The primary risks for STLA in 2026 are: (1) Valuation de-rating — STLA's trailing and forward P/E ratios are low, indicating potential undervaluation or market skepticism about future earnings. (2) Regulatory and environmental risks — Environmental and other regulatory matters could impose additional costs or restrictions on operations. (3) Financial services exposure — Dependence on Stellantis Financial Services for financing solutions may expose the company to credit and liquidity risks. Each factor has the potential to pressure earnings or compress the stock's valuation multiple.
Analyst consensus estimates STLA will report consensus revenue of $354.0B (+4.9% year-over-year) and EPS of $-2.73 (+62.1% year-over-year) for the upcoming fiscal year.
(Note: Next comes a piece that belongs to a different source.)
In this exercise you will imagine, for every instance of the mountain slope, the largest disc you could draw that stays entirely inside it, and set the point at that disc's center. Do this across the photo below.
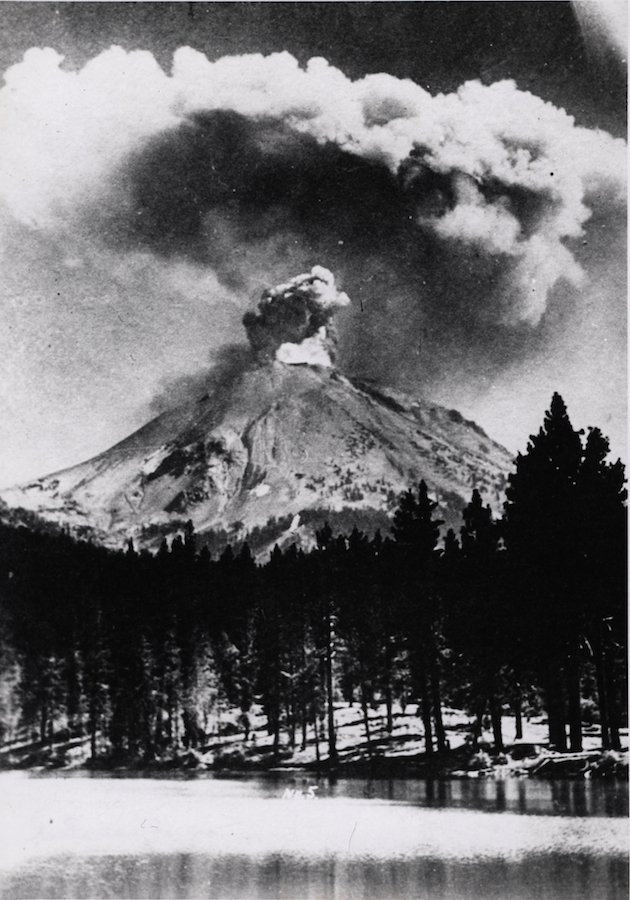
(275, 441)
The following year, analysts project $363.0B in revenue.
Stellantis N.V. is expected to report its next earnings on approximately 2026-07-30. Consensus expects EPS of $0.25 and revenue of $48.9B. Over recent quarters, STLA has beaten EPS estimates 58% of the time.
Stellantis N.V. (STLA) had a free cash outflow of $21.0B in free cash flow over the trailing twelve months — a free cash flow margin of 6.2%. STLA returns capital to shareholders through dividends (12.3% yield) and share repurchases ($0 TTM).